Агни Парфене | страница 19



— Все в порядке? — спросила она.

— Да, спасибо…

— Тут тяжело дышать. Ну ничего, это вначале, потом привыкнете…

— Да, — сказала Лика, не сводя глаз с иконы. — Привыкну.

Она хотела спросить, что это за икона, откуда она, но почему-то побоялась. Как будто кто-то посоветовал ей молчать о своих видениях.

И в самом деле — ни к чему, и так на Лику смотрят с жалостью и опасением, а расскажи она про слышанные голоса, вовсе сочтут за сумасшедшую и откажут от места…

Лика поднялась.

— Посиди еще, — властно приказала Наталья Александровна. — Тебе надо прийти в себя. Ты бледная, как вон та стена…

Лика мотнула головой.

— Нет, все в порядке, — сказала она, пытаясь улыбнуться и не смотреть на ту икону. — Правда же, все в порядке.
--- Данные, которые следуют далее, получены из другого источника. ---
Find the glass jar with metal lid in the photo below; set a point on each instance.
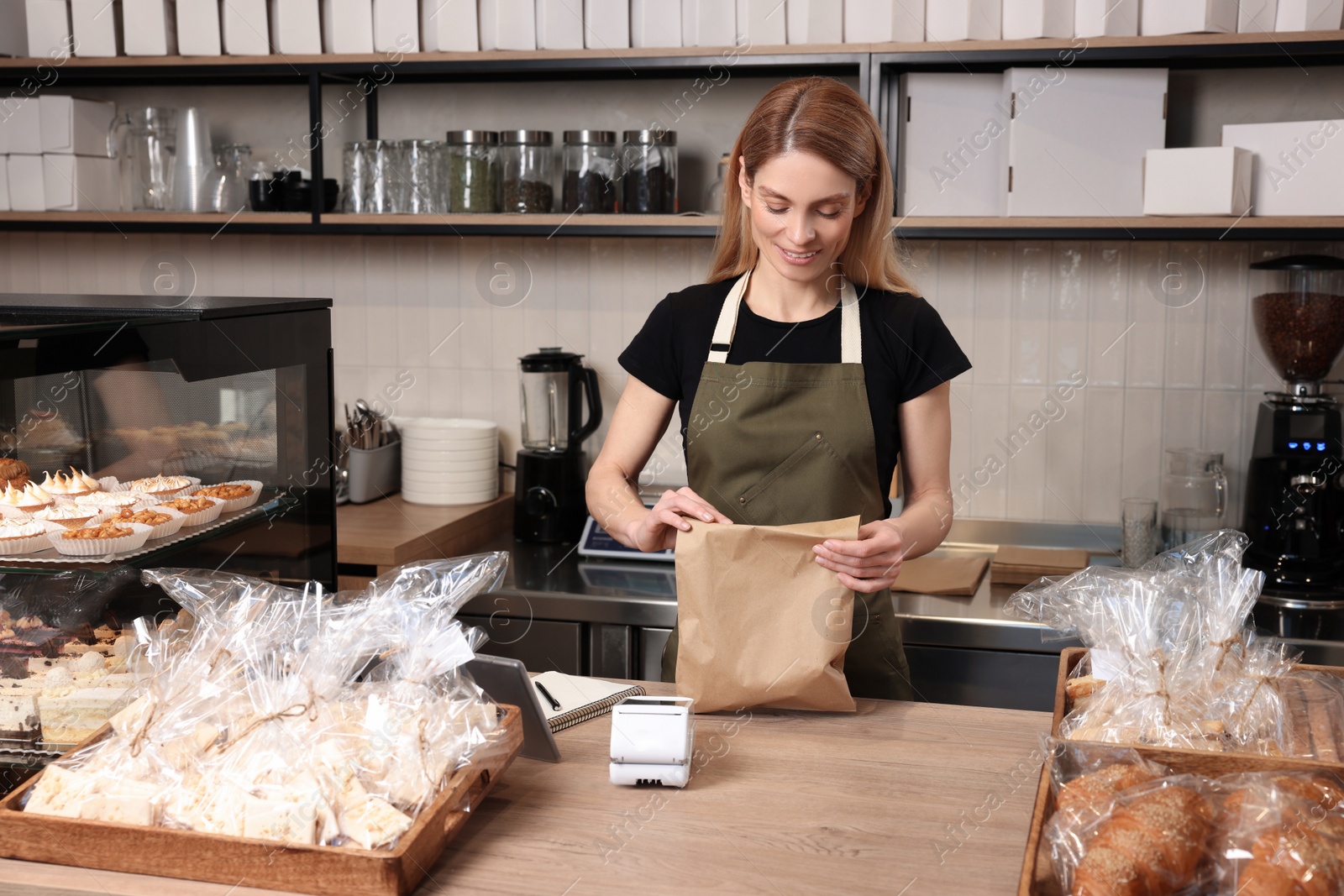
(528, 170)
(589, 172)
(648, 172)
(472, 170)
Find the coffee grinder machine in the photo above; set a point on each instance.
(1294, 484)
(549, 503)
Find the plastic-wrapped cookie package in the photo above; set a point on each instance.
(1173, 661)
(299, 716)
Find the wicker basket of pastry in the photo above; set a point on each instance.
(1113, 821)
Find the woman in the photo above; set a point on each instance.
(803, 369)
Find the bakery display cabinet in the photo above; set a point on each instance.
(148, 399)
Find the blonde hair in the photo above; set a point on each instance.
(826, 118)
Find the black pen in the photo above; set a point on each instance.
(555, 705)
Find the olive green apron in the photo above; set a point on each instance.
(773, 443)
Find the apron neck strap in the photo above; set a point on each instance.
(851, 343)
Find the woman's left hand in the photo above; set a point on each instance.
(869, 564)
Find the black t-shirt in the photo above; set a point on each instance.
(906, 352)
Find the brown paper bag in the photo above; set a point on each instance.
(761, 622)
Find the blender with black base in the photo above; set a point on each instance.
(549, 503)
(1294, 484)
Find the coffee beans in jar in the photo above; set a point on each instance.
(648, 172)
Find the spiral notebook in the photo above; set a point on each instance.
(581, 699)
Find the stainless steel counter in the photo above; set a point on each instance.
(591, 611)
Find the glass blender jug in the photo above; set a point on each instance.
(1194, 495)
(147, 156)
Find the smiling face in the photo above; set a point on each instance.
(801, 211)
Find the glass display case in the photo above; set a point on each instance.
(214, 390)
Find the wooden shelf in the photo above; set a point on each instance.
(558, 224)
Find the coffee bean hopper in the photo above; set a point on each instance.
(1294, 485)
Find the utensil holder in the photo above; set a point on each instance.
(374, 473)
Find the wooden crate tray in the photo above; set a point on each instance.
(1038, 875)
(323, 871)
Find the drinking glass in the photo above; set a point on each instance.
(1139, 531)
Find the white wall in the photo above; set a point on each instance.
(1027, 313)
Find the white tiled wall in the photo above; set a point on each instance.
(1183, 371)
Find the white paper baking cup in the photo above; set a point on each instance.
(102, 547)
(239, 504)
(202, 517)
(163, 530)
(27, 544)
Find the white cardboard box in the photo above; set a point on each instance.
(151, 29)
(49, 29)
(26, 191)
(964, 19)
(1026, 19)
(245, 29)
(349, 26)
(764, 22)
(709, 23)
(13, 29)
(1198, 181)
(813, 20)
(880, 20)
(559, 24)
(1106, 18)
(97, 27)
(606, 24)
(952, 132)
(78, 127)
(1297, 165)
(1308, 15)
(449, 26)
(508, 24)
(1077, 140)
(198, 29)
(296, 27)
(22, 123)
(80, 183)
(1257, 16)
(1187, 16)
(396, 26)
(656, 23)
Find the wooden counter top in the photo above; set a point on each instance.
(393, 531)
(902, 799)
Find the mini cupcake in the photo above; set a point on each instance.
(111, 500)
(235, 495)
(27, 500)
(24, 537)
(161, 520)
(161, 486)
(199, 511)
(67, 513)
(102, 539)
(67, 486)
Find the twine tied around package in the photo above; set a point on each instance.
(292, 711)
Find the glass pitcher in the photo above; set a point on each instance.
(226, 186)
(554, 385)
(147, 156)
(1194, 495)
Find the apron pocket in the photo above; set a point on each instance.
(811, 485)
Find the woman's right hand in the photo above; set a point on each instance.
(659, 527)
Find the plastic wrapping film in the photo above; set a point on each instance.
(1171, 658)
(1126, 825)
(291, 715)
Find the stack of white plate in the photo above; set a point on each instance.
(449, 459)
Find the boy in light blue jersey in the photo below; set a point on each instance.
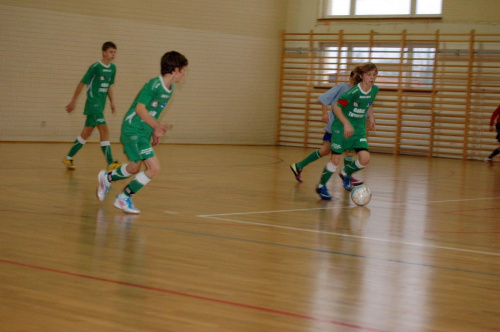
(141, 130)
(330, 97)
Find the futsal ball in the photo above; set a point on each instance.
(361, 195)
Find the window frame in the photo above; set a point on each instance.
(413, 8)
(408, 83)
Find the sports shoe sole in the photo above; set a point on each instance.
(124, 209)
(296, 172)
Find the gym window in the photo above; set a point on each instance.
(381, 8)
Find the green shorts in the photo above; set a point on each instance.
(137, 148)
(340, 144)
(95, 120)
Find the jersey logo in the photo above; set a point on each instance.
(343, 102)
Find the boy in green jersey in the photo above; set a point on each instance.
(99, 78)
(349, 128)
(141, 130)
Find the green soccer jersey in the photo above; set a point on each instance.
(98, 79)
(155, 95)
(355, 104)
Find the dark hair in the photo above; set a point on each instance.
(361, 69)
(107, 45)
(172, 60)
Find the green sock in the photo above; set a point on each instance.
(325, 176)
(309, 159)
(352, 168)
(119, 174)
(106, 149)
(140, 180)
(77, 145)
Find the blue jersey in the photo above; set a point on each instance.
(330, 98)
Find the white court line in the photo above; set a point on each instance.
(218, 217)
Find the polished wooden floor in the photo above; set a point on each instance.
(228, 241)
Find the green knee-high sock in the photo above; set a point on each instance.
(119, 174)
(352, 168)
(309, 159)
(106, 150)
(77, 145)
(325, 176)
(140, 180)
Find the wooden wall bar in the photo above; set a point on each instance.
(437, 91)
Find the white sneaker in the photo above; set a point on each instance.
(104, 185)
(124, 203)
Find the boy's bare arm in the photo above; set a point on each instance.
(111, 99)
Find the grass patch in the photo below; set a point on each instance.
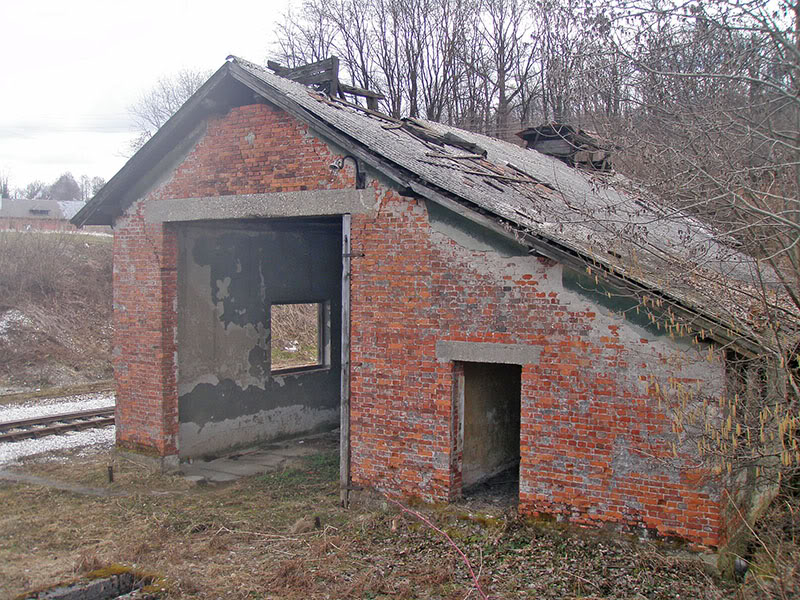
(239, 541)
(55, 309)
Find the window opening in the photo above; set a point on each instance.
(299, 336)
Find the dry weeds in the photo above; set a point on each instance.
(235, 541)
(59, 289)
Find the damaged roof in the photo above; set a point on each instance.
(598, 222)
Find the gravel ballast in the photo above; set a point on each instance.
(91, 439)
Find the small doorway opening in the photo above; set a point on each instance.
(491, 429)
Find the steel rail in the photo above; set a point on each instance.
(53, 424)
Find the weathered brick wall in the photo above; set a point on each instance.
(596, 442)
(252, 149)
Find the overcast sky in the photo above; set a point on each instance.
(70, 69)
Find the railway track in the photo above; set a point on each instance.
(12, 431)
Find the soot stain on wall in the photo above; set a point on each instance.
(228, 277)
«Главное — снова до нее не дотронуться… Тогда точно будет все в порядке».


Чем дальше он погружался в сутолоку улицы, тем ему становилось труднее дышать — страх снова подбирался к горлу, пытался сжать его ледяными пальцами. Ему везде мерещились недобрые взгляды, несколько раз показалось, что он видит их, и — когда он зашел в кофейню на углу, не понимая даже зачем, ведь — до дома осталось несколько шагов, может быть, он уже близок к помрачению рассудка и его страшит пустота квартиры?

Так вот, когда он зашел в кофейню и устроился возле окна, в углу, так, чтобы были видны прохожие, а он сам никому виден не был, ему показалось, что за этим огромным окном-витриной мелькнула Тень. Он вздрогнул, напрягся, но потом понял — померещилось… Глоток горячего кофе, обжигая, вернул его в нормальное состояние, страхи немного улеглись, он даже позволил себе насмешливо улыбнуться — эк разгулялось воображение…

Впрочем, посидев немного в кофейне, он снова пошел по улице. Поднялся ветер, от чего стало еще мрачнее — казалось, что ветер, бросающий ему в лицо пригоршни мелкого, колючего снега, пытается выгнать его из этого города, с этой улицы, из этого мира — из жизни. «Некуда бежать — повсюду скалят зубы чудовища, и все это порождено алчностью твоей».

Но это за ним бегут чудовища, порожденные алчностью других! Или — это его собственные чудовища? Его алчность? Просто он отказывается признаться себе в этом грехе?

И его бесконечное одиночество, похожее на тупик, из которого нет выхода, эта страшная пустота вокруг — может быть, это тоже расплата за грехи?

Или это просто — беда, с которой надо провести ночь, потом утро, потом день, потом еще ночь — пока ты не привыкнешь к ее неизбежности, к тому, что ты — в замкнутом пространстве и повсюду тебя окружают тени?